Türkiye Cumhuriyeti sınırlarına en son katılan Hatay ilinin bu güzel ilçesi, kültür, tarih ve lezzet açısından eşi benzeri olmayan bir resim sunar.
Antik çağlarda “Doğu’nun Kraliçesi” olarak adlandırılan, eski adıyla Antiocheia; Roma ve İskenderiye’den sonra Roma İmparatorluğu’nun üçüncü önemli kentiydi.
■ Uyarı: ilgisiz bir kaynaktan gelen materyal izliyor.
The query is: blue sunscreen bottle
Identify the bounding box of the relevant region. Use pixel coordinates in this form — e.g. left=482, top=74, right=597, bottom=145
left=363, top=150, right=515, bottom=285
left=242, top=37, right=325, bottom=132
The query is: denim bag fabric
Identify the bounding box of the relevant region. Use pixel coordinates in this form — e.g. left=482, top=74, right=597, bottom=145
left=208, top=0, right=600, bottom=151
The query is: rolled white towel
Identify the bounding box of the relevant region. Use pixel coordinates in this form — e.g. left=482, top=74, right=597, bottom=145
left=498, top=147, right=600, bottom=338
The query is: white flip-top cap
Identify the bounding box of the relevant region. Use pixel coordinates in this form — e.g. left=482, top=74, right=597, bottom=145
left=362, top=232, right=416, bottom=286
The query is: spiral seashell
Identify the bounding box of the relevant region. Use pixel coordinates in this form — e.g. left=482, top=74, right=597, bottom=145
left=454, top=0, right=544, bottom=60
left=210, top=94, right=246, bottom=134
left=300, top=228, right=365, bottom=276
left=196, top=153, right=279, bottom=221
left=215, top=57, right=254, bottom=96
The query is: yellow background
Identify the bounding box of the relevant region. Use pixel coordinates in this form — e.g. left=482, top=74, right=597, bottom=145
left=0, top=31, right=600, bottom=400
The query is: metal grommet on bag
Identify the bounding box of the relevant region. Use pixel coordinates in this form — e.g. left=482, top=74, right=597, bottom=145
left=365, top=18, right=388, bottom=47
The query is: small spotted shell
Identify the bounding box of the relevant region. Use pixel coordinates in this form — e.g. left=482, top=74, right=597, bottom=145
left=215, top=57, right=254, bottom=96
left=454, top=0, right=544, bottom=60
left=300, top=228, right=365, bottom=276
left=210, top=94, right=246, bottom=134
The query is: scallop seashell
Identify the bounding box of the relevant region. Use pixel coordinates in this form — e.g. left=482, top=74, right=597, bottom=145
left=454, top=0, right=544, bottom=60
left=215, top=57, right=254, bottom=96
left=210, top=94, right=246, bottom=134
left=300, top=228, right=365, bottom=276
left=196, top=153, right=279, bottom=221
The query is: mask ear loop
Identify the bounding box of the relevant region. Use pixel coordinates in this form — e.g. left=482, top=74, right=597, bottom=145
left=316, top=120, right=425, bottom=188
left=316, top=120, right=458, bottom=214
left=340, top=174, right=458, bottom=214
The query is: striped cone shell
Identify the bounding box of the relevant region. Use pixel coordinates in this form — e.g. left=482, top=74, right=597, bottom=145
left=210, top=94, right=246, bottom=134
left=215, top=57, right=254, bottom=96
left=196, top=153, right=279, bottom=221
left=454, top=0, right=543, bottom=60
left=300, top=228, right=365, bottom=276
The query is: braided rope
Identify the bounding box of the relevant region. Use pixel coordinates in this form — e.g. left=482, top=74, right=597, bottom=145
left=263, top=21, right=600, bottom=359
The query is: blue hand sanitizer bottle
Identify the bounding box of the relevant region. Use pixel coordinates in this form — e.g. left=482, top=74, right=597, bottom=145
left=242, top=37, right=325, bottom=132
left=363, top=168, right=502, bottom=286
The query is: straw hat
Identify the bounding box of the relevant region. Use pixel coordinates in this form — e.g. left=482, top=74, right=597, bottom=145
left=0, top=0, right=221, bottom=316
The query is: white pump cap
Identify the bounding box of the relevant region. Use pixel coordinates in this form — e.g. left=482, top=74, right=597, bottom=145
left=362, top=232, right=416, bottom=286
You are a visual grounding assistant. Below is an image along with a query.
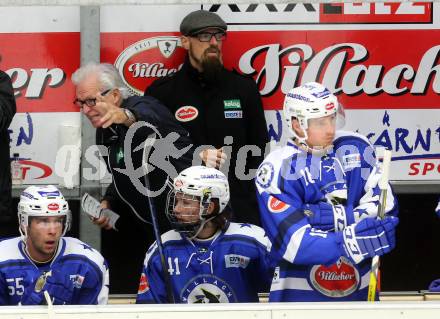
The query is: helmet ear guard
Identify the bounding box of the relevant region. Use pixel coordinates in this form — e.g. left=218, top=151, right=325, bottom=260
left=166, top=166, right=230, bottom=238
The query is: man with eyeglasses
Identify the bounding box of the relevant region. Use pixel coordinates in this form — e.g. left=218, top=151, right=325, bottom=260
left=145, top=10, right=268, bottom=229
left=72, top=63, right=192, bottom=293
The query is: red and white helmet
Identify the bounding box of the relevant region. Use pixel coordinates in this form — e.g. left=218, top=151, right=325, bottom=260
left=283, top=82, right=343, bottom=144
left=166, top=166, right=230, bottom=238
left=18, top=185, right=71, bottom=239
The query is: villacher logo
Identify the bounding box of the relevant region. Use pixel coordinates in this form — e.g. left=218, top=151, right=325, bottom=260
left=115, top=36, right=186, bottom=95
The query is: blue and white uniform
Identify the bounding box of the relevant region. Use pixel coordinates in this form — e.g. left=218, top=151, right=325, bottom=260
left=256, top=138, right=395, bottom=301
left=0, top=237, right=109, bottom=305
left=136, top=223, right=273, bottom=303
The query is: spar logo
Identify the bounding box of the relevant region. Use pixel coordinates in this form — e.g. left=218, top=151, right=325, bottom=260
left=267, top=195, right=290, bottom=213
left=310, top=257, right=360, bottom=298
left=115, top=36, right=186, bottom=95
left=47, top=203, right=60, bottom=210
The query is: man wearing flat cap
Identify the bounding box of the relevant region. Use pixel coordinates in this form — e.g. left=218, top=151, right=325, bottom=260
left=145, top=10, right=268, bottom=225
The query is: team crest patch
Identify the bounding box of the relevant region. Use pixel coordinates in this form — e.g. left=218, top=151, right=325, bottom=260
left=47, top=203, right=60, bottom=210
left=174, top=105, right=199, bottom=122
left=342, top=153, right=361, bottom=171
left=267, top=195, right=290, bottom=213
left=180, top=275, right=237, bottom=303
left=310, top=257, right=360, bottom=298
left=225, top=111, right=243, bottom=119
left=256, top=162, right=275, bottom=188
left=225, top=254, right=250, bottom=268
left=138, top=273, right=150, bottom=294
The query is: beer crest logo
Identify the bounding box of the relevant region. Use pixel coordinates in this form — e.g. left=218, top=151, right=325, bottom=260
left=310, top=257, right=360, bottom=298
left=115, top=36, right=186, bottom=95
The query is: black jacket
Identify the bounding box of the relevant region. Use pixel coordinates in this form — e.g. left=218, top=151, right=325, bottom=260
left=0, top=71, right=16, bottom=221
left=96, top=96, right=192, bottom=231
left=145, top=58, right=269, bottom=225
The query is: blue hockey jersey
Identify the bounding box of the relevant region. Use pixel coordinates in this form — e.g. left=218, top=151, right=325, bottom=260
left=256, top=133, right=395, bottom=301
left=136, top=223, right=273, bottom=303
left=0, top=237, right=109, bottom=305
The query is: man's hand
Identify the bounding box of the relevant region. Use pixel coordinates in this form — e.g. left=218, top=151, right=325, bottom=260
left=199, top=148, right=228, bottom=169
left=93, top=93, right=128, bottom=128
left=337, top=217, right=399, bottom=264
left=91, top=200, right=112, bottom=230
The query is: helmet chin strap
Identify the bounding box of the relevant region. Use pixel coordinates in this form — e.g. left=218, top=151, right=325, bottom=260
left=290, top=126, right=333, bottom=156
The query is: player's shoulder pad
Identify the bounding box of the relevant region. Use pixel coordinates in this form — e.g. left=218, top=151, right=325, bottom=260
left=61, top=237, right=105, bottom=267
left=255, top=145, right=299, bottom=194
left=160, top=229, right=183, bottom=244
left=0, top=237, right=25, bottom=263
left=333, top=130, right=373, bottom=146
left=225, top=222, right=270, bottom=247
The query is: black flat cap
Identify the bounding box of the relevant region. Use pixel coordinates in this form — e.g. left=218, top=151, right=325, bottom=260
left=180, top=10, right=228, bottom=35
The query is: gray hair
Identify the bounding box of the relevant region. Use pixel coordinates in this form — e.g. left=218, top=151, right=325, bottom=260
left=72, top=62, right=132, bottom=99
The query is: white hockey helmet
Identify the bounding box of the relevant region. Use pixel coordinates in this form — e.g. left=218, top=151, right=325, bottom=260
left=166, top=166, right=230, bottom=238
left=283, top=82, right=344, bottom=144
left=18, top=185, right=71, bottom=240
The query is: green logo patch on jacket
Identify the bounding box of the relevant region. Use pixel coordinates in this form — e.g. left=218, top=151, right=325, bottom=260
left=223, top=99, right=241, bottom=110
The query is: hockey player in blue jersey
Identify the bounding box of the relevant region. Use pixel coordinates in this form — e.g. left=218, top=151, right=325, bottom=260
left=256, top=83, right=398, bottom=301
left=136, top=166, right=273, bottom=303
left=0, top=185, right=109, bottom=305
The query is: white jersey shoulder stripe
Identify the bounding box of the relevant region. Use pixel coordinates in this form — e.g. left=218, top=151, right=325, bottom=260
left=225, top=223, right=271, bottom=248
left=256, top=145, right=299, bottom=194
left=283, top=224, right=310, bottom=263
left=61, top=237, right=104, bottom=269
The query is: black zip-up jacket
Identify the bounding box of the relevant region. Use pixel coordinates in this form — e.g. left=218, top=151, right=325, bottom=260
left=0, top=70, right=17, bottom=222
left=145, top=57, right=269, bottom=225
left=96, top=96, right=192, bottom=228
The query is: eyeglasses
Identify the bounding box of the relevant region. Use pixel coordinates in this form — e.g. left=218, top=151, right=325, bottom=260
left=73, top=89, right=112, bottom=109
left=192, top=32, right=226, bottom=42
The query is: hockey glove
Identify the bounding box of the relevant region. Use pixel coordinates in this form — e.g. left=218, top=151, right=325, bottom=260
left=303, top=202, right=347, bottom=231
left=336, top=217, right=399, bottom=264
left=429, top=279, right=440, bottom=292
left=43, top=270, right=73, bottom=305
left=20, top=270, right=73, bottom=305
left=435, top=199, right=440, bottom=218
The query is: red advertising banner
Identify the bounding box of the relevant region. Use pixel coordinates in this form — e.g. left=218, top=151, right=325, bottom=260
left=319, top=1, right=433, bottom=24
left=101, top=30, right=440, bottom=110
left=0, top=32, right=80, bottom=113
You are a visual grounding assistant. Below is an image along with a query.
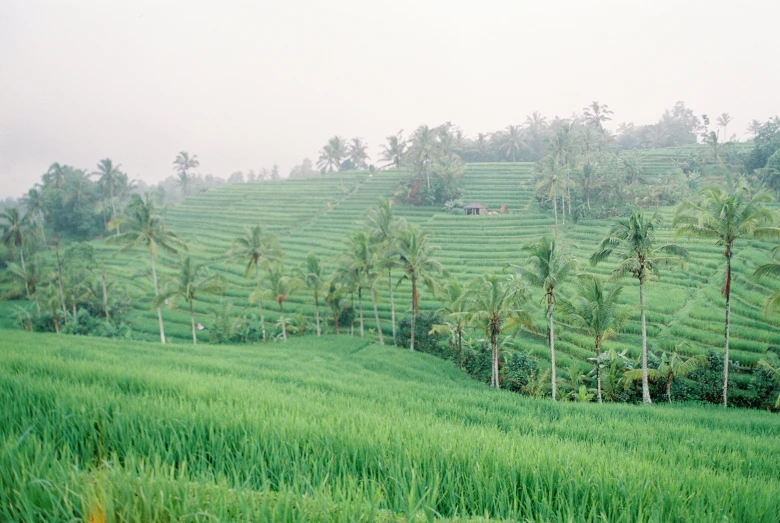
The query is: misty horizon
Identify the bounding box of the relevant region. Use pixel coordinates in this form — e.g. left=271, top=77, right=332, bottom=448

Bugünkü Antakya aslında tam da çağlar boyu çeşitli uygarlıkların yerleştiği noktanın üzerine kurulduğu için, mutlaka tarih öncesi çağlara kadar uzanan tarihini araştırmak o kadar da kolay olmamıştır. 1932-1939 yılları arasında yapılan arkeolojik kazılar sonucunda geçmişi tüm ihtişamıyla ortaya çıkmaya başlamış ve kazılarda çıkan bazı eserler ve muhteşem mozaikler günümüze kadar Antakya Arkeoloji Müzesi’nde sergilenmişti. Bugün yepyeni ve şanına layık bir müzeye kavuşan Antakya’nın olmazsa olmazı bu müzenin ziyaretidir. Hıristiyanlık tarihi için de çok önemli ve kadim bir yere sahip olan bu şehirde ilk kilise olarak bilinen St. Pierre Kilisesi’ni görmeden dönmek olmaz.
Asi Nehri olarak bilinen ve şehri ikiye bölen, kıyısında yürürken belki de bunun neresi asi diye düşüneceğiniz, antik çağların Orontes Nehri’nin adı, kendi içinde dolambaçlı ve hızla dönen akışı nedeniyle “isyancı” anlamına gelir. Sırtını Silpius (Habib-i Neccar) dağına dayamış, ayaklarını Orontes (Asi) Nehri’nin sularına uzatmış bu şehir ticaret yollarının üzerinde bulunması, Akdeniz’in en doğu kıyısında yer alması, Ortadoğu’ya ve Doğu’ya açılan kapı olması nedeniyle her zaman çok önemli bir yere sahip olmuştur tarihte.
Roma villalarından çıkan mozaikler
Antakya merkezi insanı şaşırtacak boyutta güzellikler sunar. Şehrin eski ve dar sokaklarında yürürken karşınıza sinagog, kiliseler ve camiler çıkar. Antakya çok kültürlü yapısını tarih boyunca korumuştur. Sünni Araplar ve Türklerin yanı sıra, Nusayriler, Süryaniler, Katolikler, Rum Ortodokslar, Protestan Araplar, Maruni Araplar, Ermeniler, Yahudiler ve diğer bazı küçük topluluklar bunun dinamikleridir.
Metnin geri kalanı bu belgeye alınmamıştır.